By their very nature a person reading your article is 'aware', that person now has exactly the same access that you do, altering the asymmetry.
tightrope walking
Correct. The monopoly of information has been broken. It had always been broken, to a lesser or greater extent. What does that prove?
Three examples.
1) There are builders outside, replacing my roof right now. I have the same access as them to all the tools required to finish the job - the scaffolding, the tin, etc. Could I? What do you bloody think?
2) All a tightrope walker requires to complete their craft is a rope strung between two poles. That's all I need as well, in theory.
3) School textbooks. We all have equal access to those, correct? So why do some learn faster and some slower? The Internet hasn't levelled off hierarchies (of power, of information), not at all. It's simply destroyed some and created others. HOW DOES THE NEW JACK KID DISCOVER WHAT MUSIC SHE WANTS TO LISTEN TO? WHEN? WHERE? Oh, by trawling through thousands upon thousands of sites themselves...thereby becoming (to all intents and purposes) "an expert". DOES EVERYONE DO THIS? DOES EVERYONE DO THIS? Really?
Alternately, they turn to trusted platforms (P4k, DiS etc) who point them in appropriate directions.... which is what has always happened! There has always been hundreds of thousands of music fans, expert in their own fields. The Internet didn't suddenly change that fact: it just confused the field by flooding it with too much information.
the person reading this article
Do they have exactly the same access to information as I do? Really? How so? Are they me?
and
With regard to this point (again), marcusian123, "The information asymmetry is shattered, I can check out American bands the same as the next person."

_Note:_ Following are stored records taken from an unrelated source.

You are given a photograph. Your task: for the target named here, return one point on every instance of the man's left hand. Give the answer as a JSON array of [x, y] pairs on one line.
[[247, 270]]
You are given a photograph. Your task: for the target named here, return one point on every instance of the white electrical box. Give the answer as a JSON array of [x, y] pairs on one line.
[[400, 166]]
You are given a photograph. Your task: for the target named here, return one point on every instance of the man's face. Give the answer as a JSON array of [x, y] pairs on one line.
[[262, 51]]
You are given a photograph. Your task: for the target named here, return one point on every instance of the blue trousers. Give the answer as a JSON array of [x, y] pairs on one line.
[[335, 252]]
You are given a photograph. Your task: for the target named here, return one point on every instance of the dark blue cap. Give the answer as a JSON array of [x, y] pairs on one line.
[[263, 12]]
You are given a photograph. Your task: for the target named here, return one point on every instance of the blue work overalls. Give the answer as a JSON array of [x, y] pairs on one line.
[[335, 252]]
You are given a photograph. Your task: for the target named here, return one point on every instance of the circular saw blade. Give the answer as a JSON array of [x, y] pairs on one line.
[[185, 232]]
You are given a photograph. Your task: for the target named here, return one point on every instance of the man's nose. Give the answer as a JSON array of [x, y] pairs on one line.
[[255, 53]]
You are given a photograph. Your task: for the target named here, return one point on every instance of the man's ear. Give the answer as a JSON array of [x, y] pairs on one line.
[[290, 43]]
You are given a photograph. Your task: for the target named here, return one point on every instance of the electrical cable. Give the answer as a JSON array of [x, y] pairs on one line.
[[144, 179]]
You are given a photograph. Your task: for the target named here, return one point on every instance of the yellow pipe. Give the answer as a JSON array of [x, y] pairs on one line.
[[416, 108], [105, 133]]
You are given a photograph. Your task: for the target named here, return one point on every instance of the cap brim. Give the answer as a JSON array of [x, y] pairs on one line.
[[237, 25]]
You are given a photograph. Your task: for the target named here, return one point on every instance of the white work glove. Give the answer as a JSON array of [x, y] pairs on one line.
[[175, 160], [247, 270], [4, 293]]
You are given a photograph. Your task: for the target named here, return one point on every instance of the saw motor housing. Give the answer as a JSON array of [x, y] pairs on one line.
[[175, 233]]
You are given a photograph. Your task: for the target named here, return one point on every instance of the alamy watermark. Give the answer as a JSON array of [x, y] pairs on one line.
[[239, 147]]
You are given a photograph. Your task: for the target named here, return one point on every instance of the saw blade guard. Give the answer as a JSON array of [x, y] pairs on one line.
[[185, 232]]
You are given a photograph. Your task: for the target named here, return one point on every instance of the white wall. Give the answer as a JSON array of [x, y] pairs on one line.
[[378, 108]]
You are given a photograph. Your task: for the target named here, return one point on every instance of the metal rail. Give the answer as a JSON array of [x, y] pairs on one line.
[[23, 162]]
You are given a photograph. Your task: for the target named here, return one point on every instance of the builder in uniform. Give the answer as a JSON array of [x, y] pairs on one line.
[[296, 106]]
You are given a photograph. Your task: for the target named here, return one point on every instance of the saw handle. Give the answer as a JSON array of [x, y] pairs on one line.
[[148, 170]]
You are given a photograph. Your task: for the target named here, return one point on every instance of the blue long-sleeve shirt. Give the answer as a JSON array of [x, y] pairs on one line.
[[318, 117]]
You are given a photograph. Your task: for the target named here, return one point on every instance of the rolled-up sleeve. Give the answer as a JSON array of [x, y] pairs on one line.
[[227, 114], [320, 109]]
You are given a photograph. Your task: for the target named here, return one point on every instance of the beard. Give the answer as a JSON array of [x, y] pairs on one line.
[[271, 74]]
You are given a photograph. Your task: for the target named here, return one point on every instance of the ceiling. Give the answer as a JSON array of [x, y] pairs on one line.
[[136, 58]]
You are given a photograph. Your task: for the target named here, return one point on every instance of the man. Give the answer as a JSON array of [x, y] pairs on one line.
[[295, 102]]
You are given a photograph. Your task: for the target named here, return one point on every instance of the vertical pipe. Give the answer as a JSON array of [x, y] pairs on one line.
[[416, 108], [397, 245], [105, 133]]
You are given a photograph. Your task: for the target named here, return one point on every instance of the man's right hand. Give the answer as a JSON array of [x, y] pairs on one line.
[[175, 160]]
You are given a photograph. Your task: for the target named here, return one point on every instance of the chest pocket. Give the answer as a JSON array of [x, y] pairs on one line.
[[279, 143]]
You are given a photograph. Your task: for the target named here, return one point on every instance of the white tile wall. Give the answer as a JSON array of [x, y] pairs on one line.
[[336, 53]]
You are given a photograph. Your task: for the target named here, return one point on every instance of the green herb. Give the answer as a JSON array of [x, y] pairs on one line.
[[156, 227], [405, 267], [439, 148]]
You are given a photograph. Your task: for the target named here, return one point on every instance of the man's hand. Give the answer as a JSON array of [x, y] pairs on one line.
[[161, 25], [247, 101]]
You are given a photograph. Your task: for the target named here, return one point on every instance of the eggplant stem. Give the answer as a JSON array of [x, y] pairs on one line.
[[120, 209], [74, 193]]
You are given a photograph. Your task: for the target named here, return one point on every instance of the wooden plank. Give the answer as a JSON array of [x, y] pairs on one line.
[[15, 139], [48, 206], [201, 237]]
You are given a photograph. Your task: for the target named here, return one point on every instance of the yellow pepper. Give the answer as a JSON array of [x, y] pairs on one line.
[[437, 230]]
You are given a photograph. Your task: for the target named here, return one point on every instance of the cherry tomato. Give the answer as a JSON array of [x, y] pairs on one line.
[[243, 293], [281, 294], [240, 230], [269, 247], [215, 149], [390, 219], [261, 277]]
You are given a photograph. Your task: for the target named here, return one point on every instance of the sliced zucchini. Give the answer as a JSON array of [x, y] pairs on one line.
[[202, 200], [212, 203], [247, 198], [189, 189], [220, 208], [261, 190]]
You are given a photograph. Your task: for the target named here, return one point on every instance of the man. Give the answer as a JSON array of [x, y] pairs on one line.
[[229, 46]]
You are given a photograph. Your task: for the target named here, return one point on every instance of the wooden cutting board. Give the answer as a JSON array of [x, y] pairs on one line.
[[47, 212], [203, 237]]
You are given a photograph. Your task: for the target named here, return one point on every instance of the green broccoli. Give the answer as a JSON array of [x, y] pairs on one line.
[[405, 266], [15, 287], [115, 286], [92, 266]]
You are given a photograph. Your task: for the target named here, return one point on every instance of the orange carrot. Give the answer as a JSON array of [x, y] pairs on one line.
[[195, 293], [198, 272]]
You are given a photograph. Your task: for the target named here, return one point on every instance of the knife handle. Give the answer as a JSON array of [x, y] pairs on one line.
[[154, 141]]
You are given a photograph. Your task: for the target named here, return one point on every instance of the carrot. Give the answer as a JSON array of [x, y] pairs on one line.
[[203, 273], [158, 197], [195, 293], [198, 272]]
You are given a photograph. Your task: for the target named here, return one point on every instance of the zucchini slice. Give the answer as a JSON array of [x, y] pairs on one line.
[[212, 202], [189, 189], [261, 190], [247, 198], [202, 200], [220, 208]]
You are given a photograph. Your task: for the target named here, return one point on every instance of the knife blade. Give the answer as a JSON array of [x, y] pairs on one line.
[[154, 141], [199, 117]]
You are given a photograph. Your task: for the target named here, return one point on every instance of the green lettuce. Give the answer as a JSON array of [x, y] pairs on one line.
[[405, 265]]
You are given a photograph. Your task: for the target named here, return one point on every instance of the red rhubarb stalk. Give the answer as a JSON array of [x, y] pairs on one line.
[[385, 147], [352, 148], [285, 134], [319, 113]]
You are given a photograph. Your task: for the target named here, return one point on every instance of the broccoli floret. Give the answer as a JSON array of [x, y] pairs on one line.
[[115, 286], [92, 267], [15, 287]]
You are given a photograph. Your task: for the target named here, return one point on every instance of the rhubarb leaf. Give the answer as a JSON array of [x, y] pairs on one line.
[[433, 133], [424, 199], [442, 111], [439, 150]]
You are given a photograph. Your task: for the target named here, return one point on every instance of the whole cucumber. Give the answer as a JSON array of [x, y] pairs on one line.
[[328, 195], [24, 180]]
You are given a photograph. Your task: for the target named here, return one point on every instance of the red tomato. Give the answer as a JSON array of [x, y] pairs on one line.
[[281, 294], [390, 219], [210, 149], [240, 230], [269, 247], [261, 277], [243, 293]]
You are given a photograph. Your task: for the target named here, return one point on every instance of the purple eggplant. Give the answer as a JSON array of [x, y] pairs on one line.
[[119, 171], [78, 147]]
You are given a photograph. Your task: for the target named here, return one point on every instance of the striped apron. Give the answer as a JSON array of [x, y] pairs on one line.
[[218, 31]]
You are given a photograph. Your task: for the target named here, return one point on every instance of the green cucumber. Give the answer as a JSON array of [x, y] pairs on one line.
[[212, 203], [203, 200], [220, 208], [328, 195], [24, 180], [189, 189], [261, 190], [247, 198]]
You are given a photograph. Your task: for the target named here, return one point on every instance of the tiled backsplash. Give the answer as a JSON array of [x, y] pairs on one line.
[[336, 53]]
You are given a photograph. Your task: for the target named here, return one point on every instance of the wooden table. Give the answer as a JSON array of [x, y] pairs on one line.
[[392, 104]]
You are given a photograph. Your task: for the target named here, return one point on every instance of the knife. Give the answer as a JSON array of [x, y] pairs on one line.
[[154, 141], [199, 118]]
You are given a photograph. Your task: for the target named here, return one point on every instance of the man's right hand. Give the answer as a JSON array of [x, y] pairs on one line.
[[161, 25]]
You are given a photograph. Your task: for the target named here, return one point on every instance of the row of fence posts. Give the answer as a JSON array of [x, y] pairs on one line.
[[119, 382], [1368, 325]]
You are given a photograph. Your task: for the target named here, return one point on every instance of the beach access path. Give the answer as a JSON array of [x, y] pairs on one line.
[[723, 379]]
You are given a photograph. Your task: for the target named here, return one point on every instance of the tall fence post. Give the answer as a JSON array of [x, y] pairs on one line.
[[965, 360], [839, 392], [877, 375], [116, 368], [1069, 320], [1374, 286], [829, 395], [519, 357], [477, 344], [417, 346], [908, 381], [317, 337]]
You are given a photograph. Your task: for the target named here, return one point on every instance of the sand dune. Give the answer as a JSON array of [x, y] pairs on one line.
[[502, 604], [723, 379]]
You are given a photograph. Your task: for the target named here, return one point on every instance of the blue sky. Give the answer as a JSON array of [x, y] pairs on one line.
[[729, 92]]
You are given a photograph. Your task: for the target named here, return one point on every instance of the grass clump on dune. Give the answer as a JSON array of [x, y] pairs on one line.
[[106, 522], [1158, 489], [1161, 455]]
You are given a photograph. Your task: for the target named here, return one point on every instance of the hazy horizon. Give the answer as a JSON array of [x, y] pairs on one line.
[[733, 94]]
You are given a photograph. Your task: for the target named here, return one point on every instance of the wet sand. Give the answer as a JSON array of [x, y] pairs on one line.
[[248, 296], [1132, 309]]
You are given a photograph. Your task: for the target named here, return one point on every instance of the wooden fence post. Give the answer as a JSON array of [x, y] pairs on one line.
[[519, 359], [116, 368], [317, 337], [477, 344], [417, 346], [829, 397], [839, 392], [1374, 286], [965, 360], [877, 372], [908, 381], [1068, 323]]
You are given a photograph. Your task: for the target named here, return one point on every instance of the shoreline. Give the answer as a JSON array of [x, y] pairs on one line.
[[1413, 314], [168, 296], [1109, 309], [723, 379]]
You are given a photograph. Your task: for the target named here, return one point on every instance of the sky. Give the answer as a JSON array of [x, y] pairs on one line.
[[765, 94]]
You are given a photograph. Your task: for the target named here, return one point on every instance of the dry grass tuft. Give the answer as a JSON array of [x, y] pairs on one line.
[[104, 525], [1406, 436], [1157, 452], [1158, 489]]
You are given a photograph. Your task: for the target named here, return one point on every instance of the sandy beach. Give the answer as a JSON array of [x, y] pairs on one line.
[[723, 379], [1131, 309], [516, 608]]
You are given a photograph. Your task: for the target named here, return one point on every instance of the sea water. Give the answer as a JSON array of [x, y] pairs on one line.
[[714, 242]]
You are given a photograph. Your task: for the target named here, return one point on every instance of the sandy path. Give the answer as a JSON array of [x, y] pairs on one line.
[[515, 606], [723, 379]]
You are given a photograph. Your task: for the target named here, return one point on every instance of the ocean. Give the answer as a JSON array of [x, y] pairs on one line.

There's a reason for that. You're motivated. You have a vested interest in doing so. Most users surfing the Internet do not. (Goes back to the classroom: why do some learn fast, and some slow.) Sure, it means that folk like you no longer need to lean so heavily on folk like me. And that's fine. Doesn't mean the same applies everywhere.
Fair enough, Sean
Here's one: 'Noot D' Noot' from Atlanta, GA just released their second LP (mini album, I guess) on Shakedown Records. These guys are blowing up down south, and have already worked with Sleepy Brown (of Outkast / Dungeon Family fame).
THey are a crazy mix of Fela Kuti, Hawkwind, P-Funk and Neu! and I think someone at DIS will love them.
www.myspace.com/nootdnoot
nootdnoot.blogspot.com/
PS: I am not in this band.
PPS: Sorry for being a twat. I had a negatoid moment.
I've loved the articles so far - they make me feel hopeless and reassured simultaneously. It's like walking on a cushioned tightrope.
Who needs music journalism like we knew it anymore? These days you can share music so easily with
some very cool people everywhere in the world, as well as discussing it in depth with them. The sort of cultural isolation the majority of obsessive music fans went through before the advent of the internet has almost completely gone, therefore relying on the often half-baked, normally dishonest opinions of some ''insiders'' isn't necessary any more. Hence the prolification, especially in the UK, of some serious whinging from has-been music journalists like Everett True.